Validity type	Interpretive
Pass condition	Competing mechanism descriptions have been considered and addressed
Evidence family	Depends on which alternative is being excluded (usually causal or representational)
Minimum reporting	List of considered alternatives; evidence or argument addressing each; remaining ambiguities noted
Common failure mode	Reporting the favored interpretation without mentioning the alternatives it competes with

What this criterion requires

Alternative exclusion requires that the researcher has identified the main competing interpretations of the evidence and has either (a) provided evidence against them or (b) acknowledged that the ambiguity remains unresolved.

For any MI circuit claim, the standard alternatives are:

The hub alternative: The nominated component is a general-purpose hub, not specifically involved in the claimed computation. Addressed by specificity (I3) and task specificity (C3).
The correlation alternative: The component correlates with the behavior but does not cause it. Addressed by sufficiency (I2) and confound control (I5).
The architectural prior alternative: The finding reflects the model’s architecture rather than its learned representations. Addressed by baseline separation (M3: untrained-model baseline).
The prompt-artifact alternative: The finding reflects regularities in the specific prompt distribution used for discovery, not a general mechanism. Addressed by robustness (E5).
The Jaccard-disagreement alternative (project-specific): The weight-circuit and EAP-circuit nominate different components (Jaccard ≈ 0). The alternatives are: (a) weight classifier is wrong; (b) EAP is wrong; (c) both are measuring different real properties.
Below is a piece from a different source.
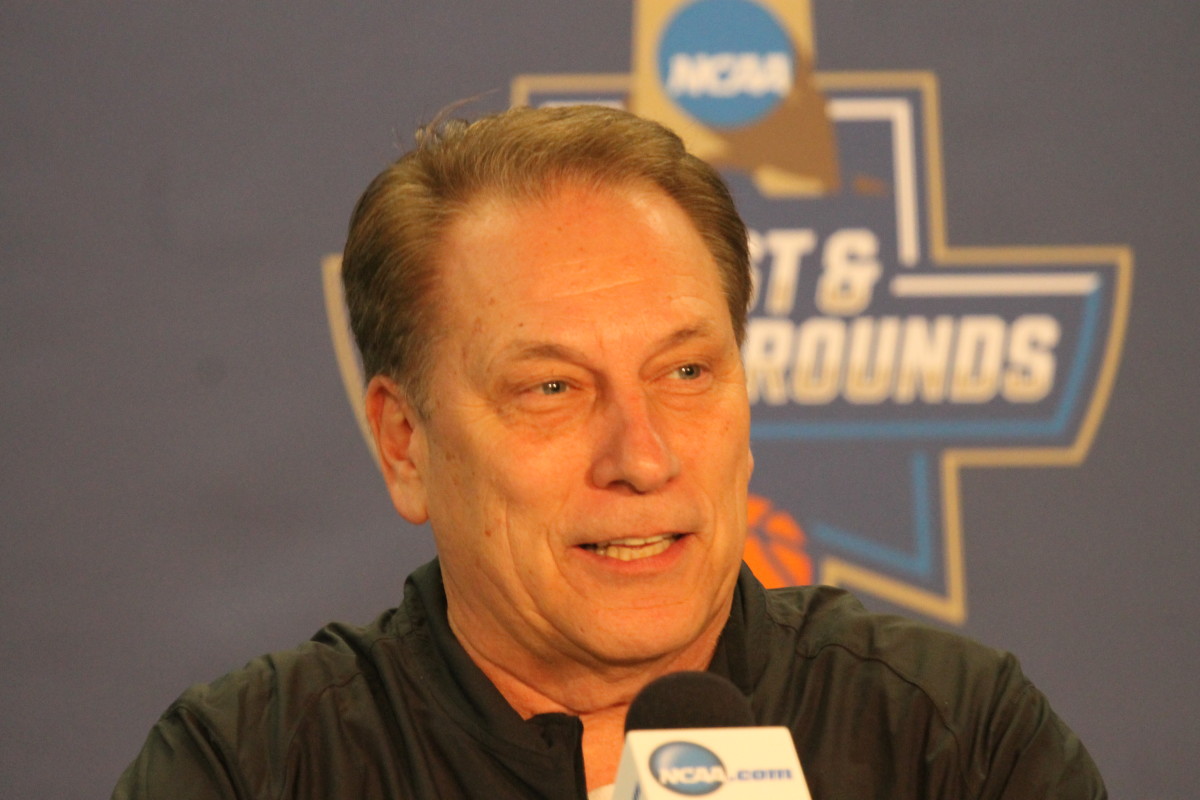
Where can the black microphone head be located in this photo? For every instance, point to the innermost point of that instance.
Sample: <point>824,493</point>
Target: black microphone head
<point>689,699</point>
Each must be considered, with evidence or argument.

The Jaccard ≈ 0 case

For this project, alternative exclusion for the Jaccard ≈ 0 finding requires:

If weight classifier is wrong: What methodological flaw would explain it finding circuit-like structural properties in components that EAP identifies as causally inactive? (Possible: the classifier was trained on templates that happen to share structural properties with non-circuit heads in this architecture.)
If EAP is wrong: What methodological flaw would explain EAP missing the structurally plausible components? (Possible: EAP overweights high-activation layers; if weight-circuit components are in lower-activation layers, EAP may undercount them.)
If both are partially right: This is the “complementary evidence” interpretation — weight classifier finds structurally consistent components that are not the primary causal route, while EAP finds the primary causal route. This interpretation requires its own empirical test (DAS-IIA on both sets of components to determine which has higher causal alignment).

Minimum reporting rule

List the competing interpretations considered.
For each: either cite the criterion and result that addresses it, or note that it remains unresolved.
If an interpretation remains unresolved, state this explicitly in the verdict.